The trend poses a risk that the so-called superbugs will develop and spread, whether through direct contact between humans and animals, consumption of undercooked meat, or from animal waste, the report said.

A phased reduction of antibiotics in agriculture is recommended in the latest proposal by the review, suggesting countries could have agreed limits on their use over the next 10 years.

The report, entitled Antimicrobials in agriculture and the environment: reducing unnecessary use and waste, also calls for strict standards around industrial pollution, ensuring as little manufacturing waste as possible is released into the environment.

Last month researchers in China identified a gene that makes infectious bacteria such as Escherichia coli (E.coli) highly resistant to polymyxins, the last group of antibiotics left after all others have failed.

The discovery in China, described as "extremely worrying" by one scientist, suggests the gene can easily be transferred to bacteria with the potential to cause epidemics.

An E.coli strain showing resistance to the polymyxin drug colistin was isolated from an intensively-farmed pig in Shanghai during routine testing.

Lord O'Neill said: "I find it staggering that in many countries most of the consumption of antibiotics is in animals, rather than humans.
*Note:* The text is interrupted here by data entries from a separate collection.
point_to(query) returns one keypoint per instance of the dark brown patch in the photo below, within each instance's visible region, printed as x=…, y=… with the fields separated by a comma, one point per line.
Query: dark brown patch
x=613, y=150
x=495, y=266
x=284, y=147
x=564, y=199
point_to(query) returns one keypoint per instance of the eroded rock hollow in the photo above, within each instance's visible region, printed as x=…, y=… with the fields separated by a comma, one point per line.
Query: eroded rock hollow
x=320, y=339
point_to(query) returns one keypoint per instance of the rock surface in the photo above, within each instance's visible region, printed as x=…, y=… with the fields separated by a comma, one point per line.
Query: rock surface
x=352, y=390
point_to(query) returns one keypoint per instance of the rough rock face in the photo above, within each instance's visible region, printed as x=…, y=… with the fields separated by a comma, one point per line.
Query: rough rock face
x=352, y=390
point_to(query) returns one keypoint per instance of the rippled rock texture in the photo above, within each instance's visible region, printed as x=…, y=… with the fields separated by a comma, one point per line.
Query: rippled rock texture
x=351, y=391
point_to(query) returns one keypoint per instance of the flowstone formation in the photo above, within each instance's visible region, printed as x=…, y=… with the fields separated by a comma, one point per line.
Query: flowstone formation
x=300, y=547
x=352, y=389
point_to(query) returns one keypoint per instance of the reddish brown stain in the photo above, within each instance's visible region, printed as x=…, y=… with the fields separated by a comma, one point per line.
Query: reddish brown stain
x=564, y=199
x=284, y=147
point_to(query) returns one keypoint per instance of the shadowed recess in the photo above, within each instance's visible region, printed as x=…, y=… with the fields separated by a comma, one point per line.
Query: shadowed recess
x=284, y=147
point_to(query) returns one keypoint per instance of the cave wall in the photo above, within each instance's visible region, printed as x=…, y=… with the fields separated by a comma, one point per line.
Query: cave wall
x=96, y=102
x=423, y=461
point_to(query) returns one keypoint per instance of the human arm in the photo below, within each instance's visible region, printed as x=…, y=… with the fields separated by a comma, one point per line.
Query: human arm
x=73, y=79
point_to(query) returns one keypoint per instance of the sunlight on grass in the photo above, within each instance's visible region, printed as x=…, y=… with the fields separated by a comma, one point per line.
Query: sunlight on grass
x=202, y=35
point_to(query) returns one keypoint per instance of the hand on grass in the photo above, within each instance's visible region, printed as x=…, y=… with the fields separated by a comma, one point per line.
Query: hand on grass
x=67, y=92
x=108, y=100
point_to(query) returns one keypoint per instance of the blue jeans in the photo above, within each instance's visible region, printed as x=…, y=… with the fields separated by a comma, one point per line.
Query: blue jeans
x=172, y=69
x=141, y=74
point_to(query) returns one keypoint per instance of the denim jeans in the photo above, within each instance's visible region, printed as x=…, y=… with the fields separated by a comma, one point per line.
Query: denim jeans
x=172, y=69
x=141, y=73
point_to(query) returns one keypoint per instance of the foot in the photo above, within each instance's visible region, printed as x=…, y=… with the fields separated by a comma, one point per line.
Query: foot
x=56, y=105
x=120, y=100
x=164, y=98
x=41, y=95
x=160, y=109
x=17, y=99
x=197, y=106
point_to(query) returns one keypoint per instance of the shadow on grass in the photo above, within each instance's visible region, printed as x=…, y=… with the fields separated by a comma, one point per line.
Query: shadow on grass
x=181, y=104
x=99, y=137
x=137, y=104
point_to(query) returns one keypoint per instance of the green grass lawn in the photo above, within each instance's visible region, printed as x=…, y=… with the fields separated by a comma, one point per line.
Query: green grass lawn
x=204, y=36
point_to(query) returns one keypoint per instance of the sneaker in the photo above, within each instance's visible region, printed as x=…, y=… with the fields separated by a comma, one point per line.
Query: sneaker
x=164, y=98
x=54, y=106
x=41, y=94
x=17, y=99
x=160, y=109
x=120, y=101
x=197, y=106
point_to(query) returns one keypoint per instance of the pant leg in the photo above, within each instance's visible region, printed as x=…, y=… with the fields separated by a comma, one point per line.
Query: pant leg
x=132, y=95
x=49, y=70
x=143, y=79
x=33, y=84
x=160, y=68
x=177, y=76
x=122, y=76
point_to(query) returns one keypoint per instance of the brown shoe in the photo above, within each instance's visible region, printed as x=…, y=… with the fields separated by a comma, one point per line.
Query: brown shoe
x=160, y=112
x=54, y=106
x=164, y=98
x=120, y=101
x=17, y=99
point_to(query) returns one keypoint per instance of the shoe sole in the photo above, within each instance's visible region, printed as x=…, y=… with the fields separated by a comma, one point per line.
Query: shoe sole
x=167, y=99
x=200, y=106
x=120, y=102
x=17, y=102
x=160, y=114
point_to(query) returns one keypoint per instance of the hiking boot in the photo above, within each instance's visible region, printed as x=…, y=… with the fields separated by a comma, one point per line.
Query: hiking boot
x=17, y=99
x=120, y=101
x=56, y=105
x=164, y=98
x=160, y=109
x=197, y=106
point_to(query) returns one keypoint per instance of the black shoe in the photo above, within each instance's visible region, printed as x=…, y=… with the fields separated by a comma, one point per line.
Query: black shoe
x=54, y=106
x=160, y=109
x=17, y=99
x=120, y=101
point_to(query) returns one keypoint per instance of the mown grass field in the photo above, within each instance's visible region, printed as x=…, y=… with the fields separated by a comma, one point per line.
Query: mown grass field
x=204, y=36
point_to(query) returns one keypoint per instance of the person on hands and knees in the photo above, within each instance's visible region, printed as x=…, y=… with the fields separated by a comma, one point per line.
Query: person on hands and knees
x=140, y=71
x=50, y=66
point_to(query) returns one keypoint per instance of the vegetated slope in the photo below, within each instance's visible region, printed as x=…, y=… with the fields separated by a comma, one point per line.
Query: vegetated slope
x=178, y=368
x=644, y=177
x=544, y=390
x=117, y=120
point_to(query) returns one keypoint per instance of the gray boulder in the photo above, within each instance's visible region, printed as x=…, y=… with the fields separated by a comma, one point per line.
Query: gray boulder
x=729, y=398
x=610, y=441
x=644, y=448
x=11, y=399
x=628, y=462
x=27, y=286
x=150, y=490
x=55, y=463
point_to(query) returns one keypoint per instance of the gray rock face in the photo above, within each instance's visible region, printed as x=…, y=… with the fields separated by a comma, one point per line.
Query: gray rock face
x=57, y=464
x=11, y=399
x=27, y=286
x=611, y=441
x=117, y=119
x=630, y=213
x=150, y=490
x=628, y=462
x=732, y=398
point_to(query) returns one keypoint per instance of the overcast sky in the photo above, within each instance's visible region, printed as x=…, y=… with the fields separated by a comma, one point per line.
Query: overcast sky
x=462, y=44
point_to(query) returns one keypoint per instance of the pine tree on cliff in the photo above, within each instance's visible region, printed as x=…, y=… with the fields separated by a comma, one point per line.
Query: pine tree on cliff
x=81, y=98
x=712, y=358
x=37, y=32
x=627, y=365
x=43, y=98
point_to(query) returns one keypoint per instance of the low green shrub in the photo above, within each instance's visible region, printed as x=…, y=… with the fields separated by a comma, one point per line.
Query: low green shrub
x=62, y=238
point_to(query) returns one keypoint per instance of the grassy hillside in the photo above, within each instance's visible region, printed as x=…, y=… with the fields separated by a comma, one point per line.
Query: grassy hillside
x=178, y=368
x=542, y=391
This creates a big resistance risk for everyone, which was highlighted by the recent Chinese finding of resistance to colistin - an important last-resort antibiotic which has been used extensively in animals.

"As we've highlighted, most of the scientific research provides evidence to support curtailing antibiotic use in agriculture, it's time for policy makers to act on this. We need to radically reduce global use of antibiotics and to do this we need world leaders to agree to an ambitious target to lower levels, along with restricting the use of antibiotics important to humans."

The review is expected to present further proposals on how to deal with antimicrobial resistance early next year.